La propuesta de Ciudadanos para revisar el estatus jurídico de las mascotas es importante no sólo para acabar con el atraso que supone considerar a los animales de compañía “bienes semovientes”, sino porque podría contribuir a superar el simplismo antropocéntrico que, para gozo del cuñadismo más presuntuoso, se enseñorea a codazos en los debates animalistas.
Revisar el estatus que merecen nuestros perros y gatos, extender la educación ecológica o infundir -aunque sea a golpes- el respeto obligado a la Pachamama constituyen empresas intelectuales elevadas y relativamente nuevas en sociedades penetradas por el egoísmo consumista de la era postindustrial.
Es tan impensable que este tipo de cuestiones interesen a pueblos en proceso de industrialización, como extravagantes resultaban hace pocos años las monsergas sobre el tabaco, la necesidad de reciclar o la conveniencia de desterrar el piropo y otras actitudes machistas, por citar tres signos evolutivos menores.
El reconocimiento del amor indeclinable a nuestras mascotas nos engrandece como seres humanos. Sin embargo, cada vez que surge el debate, algún gracioso henchido de originalidad prestada recuerda los cuentos de Perrault o los dibujos de Walt Disney para ridiculizar a los animalistas y convertir un asunto moral y civilizatorio en un festival de lugares comunes.
Luego es frecuente que, para terminar de embrutecer el debate, se arrojen a bulto alusiones al aporte calórico de embutidos y babillas, se contrapongan los incuestionables derechos humanos con los absurdos derechos de los animales, o incluso que se esgriman digresiones sobre los empleos de la industria cárnica o el hambre en el mundo. Claro, arrasado el terreno... el galgo al olivo.
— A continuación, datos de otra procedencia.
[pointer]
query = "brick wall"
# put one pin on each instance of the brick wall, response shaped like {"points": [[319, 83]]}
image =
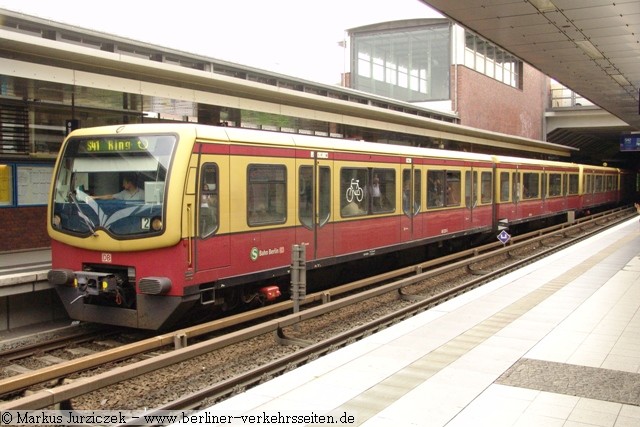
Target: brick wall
{"points": [[488, 104], [23, 228]]}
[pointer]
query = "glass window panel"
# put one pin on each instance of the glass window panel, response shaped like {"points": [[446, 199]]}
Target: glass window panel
{"points": [[486, 185], [504, 187], [353, 197], [266, 194], [555, 184], [435, 189], [530, 185], [305, 195], [378, 69], [6, 185], [453, 188], [382, 190], [209, 207]]}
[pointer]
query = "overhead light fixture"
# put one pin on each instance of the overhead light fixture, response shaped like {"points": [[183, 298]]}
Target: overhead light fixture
{"points": [[622, 81], [544, 5], [590, 49]]}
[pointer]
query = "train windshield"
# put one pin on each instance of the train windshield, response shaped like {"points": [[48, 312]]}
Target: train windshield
{"points": [[112, 183]]}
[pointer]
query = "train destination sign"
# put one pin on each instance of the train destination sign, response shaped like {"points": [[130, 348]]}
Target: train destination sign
{"points": [[114, 145]]}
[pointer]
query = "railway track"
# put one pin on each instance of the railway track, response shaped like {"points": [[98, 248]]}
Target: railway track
{"points": [[190, 360]]}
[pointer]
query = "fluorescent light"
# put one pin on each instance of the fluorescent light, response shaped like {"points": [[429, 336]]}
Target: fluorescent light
{"points": [[544, 5], [622, 81], [590, 49]]}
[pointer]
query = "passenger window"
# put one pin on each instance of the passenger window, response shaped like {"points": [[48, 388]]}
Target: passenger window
{"points": [[486, 185], [407, 195], [452, 188], [599, 187], [530, 185], [382, 191], [209, 209], [435, 189], [471, 189], [443, 188], [555, 184], [504, 186], [305, 196], [266, 194], [353, 197], [574, 181], [305, 200]]}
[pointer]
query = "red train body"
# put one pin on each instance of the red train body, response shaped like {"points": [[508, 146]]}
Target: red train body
{"points": [[222, 208]]}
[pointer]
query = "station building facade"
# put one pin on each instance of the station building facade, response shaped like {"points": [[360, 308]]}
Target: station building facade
{"points": [[431, 71], [437, 64]]}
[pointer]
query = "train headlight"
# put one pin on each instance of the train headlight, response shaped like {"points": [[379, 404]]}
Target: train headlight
{"points": [[156, 224], [61, 277], [154, 285]]}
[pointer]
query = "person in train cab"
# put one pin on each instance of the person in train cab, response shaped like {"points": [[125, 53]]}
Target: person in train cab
{"points": [[130, 191], [376, 195]]}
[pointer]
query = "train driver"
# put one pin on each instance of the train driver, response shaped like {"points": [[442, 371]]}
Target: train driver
{"points": [[130, 191]]}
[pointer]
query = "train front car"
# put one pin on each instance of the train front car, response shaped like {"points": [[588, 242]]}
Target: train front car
{"points": [[114, 221]]}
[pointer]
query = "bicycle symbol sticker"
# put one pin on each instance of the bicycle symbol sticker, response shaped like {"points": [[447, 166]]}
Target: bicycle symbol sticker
{"points": [[355, 191]]}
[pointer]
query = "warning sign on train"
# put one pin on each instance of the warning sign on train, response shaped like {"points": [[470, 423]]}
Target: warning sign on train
{"points": [[504, 237]]}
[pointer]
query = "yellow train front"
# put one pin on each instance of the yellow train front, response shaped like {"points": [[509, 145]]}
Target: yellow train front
{"points": [[149, 222]]}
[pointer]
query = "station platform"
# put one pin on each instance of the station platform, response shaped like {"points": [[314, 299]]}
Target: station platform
{"points": [[556, 343]]}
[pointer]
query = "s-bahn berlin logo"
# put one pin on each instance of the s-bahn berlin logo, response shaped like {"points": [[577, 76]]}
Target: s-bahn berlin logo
{"points": [[257, 253]]}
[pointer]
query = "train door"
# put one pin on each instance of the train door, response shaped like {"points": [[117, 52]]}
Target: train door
{"points": [[314, 206], [516, 194], [470, 197], [410, 226], [212, 242]]}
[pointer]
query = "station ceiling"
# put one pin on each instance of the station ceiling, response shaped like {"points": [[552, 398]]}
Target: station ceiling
{"points": [[589, 46]]}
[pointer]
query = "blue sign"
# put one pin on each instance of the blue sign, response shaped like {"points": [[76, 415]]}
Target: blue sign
{"points": [[630, 143], [504, 237]]}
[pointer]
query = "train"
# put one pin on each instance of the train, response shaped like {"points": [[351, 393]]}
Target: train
{"points": [[150, 222]]}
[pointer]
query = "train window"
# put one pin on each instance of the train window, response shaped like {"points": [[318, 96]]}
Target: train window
{"points": [[266, 194], [555, 184], [504, 186], [365, 191], [435, 189], [517, 188], [530, 185], [588, 184], [209, 209], [486, 184], [574, 180], [305, 191], [471, 189], [382, 190], [453, 188], [407, 195], [353, 197], [599, 184]]}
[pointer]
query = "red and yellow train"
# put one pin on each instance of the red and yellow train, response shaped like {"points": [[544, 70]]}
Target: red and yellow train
{"points": [[208, 215]]}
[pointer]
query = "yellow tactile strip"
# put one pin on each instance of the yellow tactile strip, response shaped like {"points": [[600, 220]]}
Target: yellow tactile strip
{"points": [[391, 389]]}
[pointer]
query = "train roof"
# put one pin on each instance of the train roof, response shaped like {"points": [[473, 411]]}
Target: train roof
{"points": [[312, 142]]}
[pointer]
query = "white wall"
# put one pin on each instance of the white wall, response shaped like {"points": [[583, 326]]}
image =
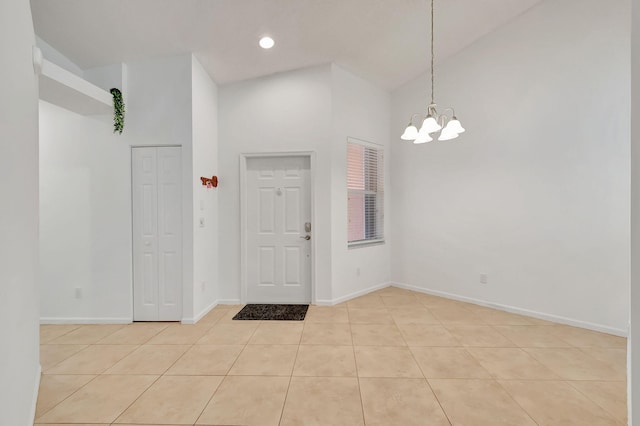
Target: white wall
{"points": [[159, 113], [362, 111], [205, 201], [19, 356], [85, 231], [633, 345], [283, 112], [86, 192], [536, 193], [312, 109]]}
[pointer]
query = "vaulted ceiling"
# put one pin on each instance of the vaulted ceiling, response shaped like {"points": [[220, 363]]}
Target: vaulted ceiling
{"points": [[384, 41]]}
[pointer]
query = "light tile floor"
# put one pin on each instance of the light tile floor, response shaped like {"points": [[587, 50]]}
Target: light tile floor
{"points": [[392, 357]]}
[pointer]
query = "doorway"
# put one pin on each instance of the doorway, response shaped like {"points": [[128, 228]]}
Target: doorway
{"points": [[277, 228], [157, 233]]}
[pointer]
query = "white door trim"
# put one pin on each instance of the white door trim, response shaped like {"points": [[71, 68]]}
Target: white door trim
{"points": [[243, 215]]}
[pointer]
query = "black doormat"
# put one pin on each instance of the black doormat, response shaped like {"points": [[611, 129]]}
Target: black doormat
{"points": [[272, 312]]}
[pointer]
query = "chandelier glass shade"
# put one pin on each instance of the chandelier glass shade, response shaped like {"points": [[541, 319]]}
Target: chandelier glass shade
{"points": [[434, 126]]}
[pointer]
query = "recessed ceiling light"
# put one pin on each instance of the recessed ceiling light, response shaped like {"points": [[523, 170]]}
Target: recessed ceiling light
{"points": [[266, 42]]}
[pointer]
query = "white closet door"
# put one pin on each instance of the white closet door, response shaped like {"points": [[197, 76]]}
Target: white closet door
{"points": [[157, 234], [169, 234]]}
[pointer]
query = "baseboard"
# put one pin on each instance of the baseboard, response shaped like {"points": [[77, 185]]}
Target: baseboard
{"points": [[36, 390], [332, 302], [229, 302], [75, 320], [516, 310], [198, 317]]}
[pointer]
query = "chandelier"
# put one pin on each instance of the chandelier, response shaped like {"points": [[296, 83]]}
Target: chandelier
{"points": [[434, 125]]}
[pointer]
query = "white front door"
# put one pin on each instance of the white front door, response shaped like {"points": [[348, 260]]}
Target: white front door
{"points": [[278, 230], [157, 233]]}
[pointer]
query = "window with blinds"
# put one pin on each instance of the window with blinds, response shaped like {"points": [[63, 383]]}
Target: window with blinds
{"points": [[365, 184]]}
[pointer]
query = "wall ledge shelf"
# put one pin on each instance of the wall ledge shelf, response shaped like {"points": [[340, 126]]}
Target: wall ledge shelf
{"points": [[70, 91]]}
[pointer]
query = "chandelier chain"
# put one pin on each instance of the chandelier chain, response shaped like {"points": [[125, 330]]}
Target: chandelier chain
{"points": [[432, 55]]}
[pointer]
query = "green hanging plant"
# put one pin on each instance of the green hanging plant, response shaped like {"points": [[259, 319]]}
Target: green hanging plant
{"points": [[118, 111]]}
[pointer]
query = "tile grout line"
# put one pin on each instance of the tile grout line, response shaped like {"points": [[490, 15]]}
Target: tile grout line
{"points": [[293, 367], [355, 361], [423, 374], [570, 383]]}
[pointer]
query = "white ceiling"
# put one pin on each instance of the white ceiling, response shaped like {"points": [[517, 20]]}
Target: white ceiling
{"points": [[384, 41]]}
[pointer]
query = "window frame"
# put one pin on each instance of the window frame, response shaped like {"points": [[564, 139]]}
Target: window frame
{"points": [[379, 194]]}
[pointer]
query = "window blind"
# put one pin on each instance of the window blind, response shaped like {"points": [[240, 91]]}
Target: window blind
{"points": [[365, 185]]}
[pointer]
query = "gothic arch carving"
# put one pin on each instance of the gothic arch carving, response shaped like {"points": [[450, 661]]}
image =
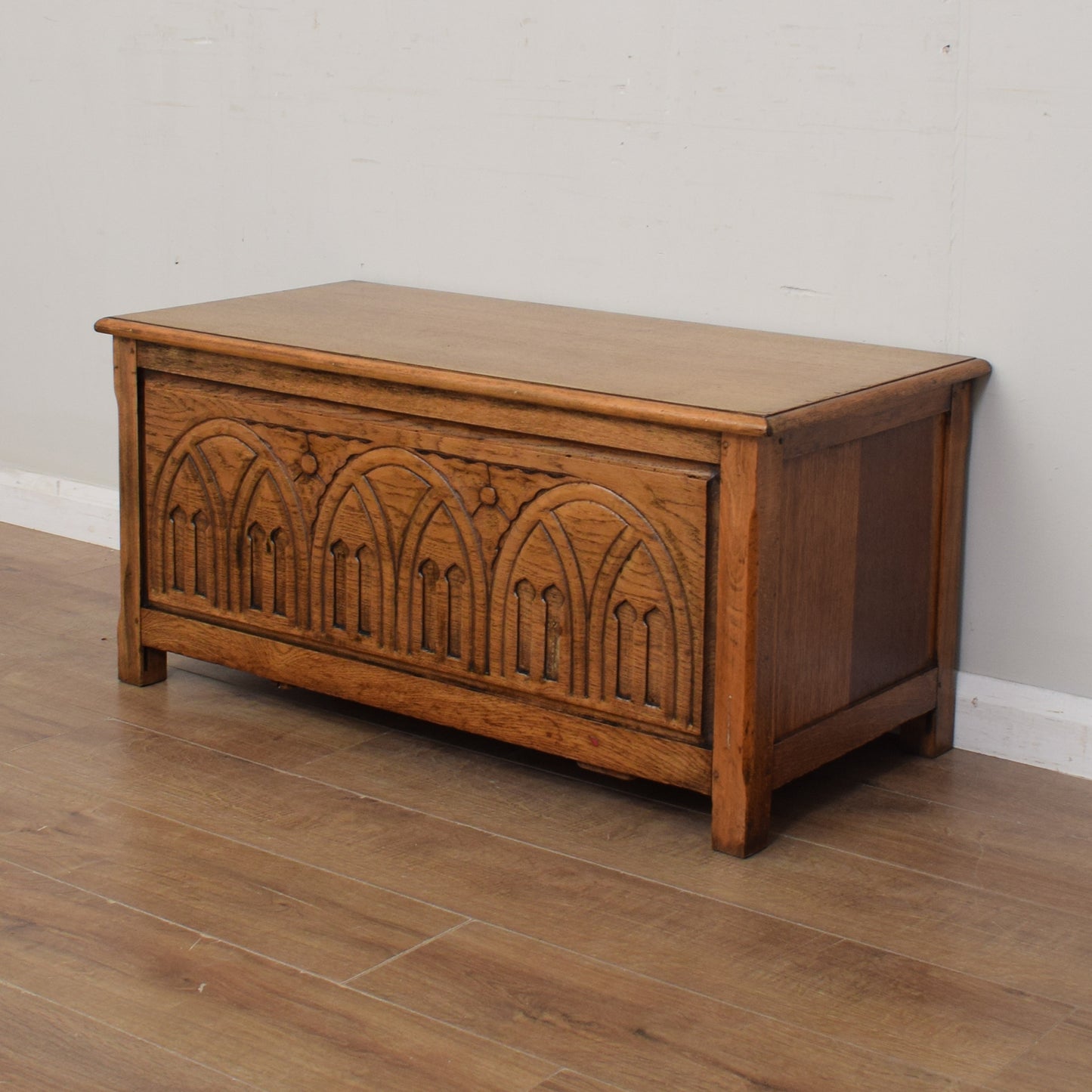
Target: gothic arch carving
{"points": [[436, 610]]}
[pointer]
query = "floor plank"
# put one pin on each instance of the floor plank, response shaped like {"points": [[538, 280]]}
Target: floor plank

El fundamentalismo animalista puede resultar ridículo en sus expresiones histéricas, pero esta espuma se desvanecerá sin duda en el momento en el que el integrismo ombliguista abandone su ufanía -si es que puede- y afronte con respeto el debate sobre la consideración y el trato que damos a los animales: también al ganado, los peces y las aves que comemos, por supuesto.
Es frecuente encontrar perros absolutamente buenos y leales, dignos o incluso agresivos. Pero nadie ha conocido a perros presuntuosos, traidores o iracundos. Estos últimos son rasgos, claro, fieramente humanos.